Bewertungswahl

Bewertungswahl

Die Bewertungswahl ist ein Wahlsystem, bei der einzelnen Alternativen (Kandidaten) mit Punkten aus einem vorgegebenen Intervall, zum Beispiel 0 bis 99, 1 bis 10, oder −5 bis +5, bewertet werden. Die vergebenen Punkte (Noten) werden dann gemittelt. Die Alternative mit der durchschnittlich besten Note gewinnt.

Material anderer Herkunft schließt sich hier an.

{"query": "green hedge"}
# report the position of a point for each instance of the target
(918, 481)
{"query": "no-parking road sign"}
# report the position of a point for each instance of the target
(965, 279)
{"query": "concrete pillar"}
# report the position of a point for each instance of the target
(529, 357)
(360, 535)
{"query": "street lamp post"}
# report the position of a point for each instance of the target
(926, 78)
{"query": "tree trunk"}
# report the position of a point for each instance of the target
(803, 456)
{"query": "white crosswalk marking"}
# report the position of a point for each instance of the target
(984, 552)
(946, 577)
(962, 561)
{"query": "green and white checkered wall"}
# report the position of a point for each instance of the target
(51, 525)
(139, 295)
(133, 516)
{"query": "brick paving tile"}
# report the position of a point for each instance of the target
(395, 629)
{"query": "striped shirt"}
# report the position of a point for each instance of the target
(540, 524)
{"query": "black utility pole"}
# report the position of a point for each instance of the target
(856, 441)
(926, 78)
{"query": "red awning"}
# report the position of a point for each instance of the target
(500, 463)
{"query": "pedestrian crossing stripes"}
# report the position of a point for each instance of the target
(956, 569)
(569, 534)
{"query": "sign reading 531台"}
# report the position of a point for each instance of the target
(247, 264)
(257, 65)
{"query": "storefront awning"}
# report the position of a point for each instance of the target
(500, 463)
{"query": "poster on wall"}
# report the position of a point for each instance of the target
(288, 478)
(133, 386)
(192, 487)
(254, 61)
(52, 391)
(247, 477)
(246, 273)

Eine Bewertungswahl ist ein besonders allgemeines und ausdrucksstarkes Wahlverfahren, da ein Wähler jeden Kandidaten unabhängig von den anderen Bewerbern bewertet. Insbesondere kann die Bewertung eines Kandidaten nicht die relative Platzierung der anderen beeinflussen. Dieses Wahlverfahren erfüllt die meisten bekannten Wahlsystemkriterien, insbesondere Diktaturfreiheit, Vollständigkeit, Unabhängigkeit von irrelevanten Alternativen und Unabhängigkeit von Klon-Alternativen. Das Condorcet-Kriterium, das Konsistenzkriterium und das Majoritätsprinzip sind nicht erfüllt.

Die Bewertungswahl verletzt scheinbar das Arrow-Theorem, das die Existenz von gewissen Wahlverfahren ausschließt. Dieser Effekt entsteht dadurch, dass das Arrow-Theorem nur für rangbildende Wahlverfahren gilt (also Verfahren, bei denen Kandidaten durch Wähler in eine Reihenfolge gebracht werden), nicht aber für absolute Bewertungen (also Verfahren, bei denen Wähler jeden Kandidaten unabhängig von den anderen bewerten).

Die Bewertungen durch eine Jury in vielen sportlichen Disziplinen erfolgen nach der Punktewertung.

Die größte Schwäche der Punktewertung ist, dass einige wenige Außenseiter durch Vergabe von Extremwerten das Resultat stark beeinflussen können. Je größer die Skala, desto stärker wird der Effekt dadurch. Eine mögliche Konsequenz daraus ist ein Wertungssystem mit kleinster Skala: Wahl durch Zustimmung (approval voting). Dabei sind nur die Punktewerte 0 und 1 möglich. Kritiker wenden allerdings ein, dass dadurch der Vorteil der Punktewertung, nämlich die Möglichkeit des Einzelnen, seine Präferenzen differenziert auszudrücken, verloren geht.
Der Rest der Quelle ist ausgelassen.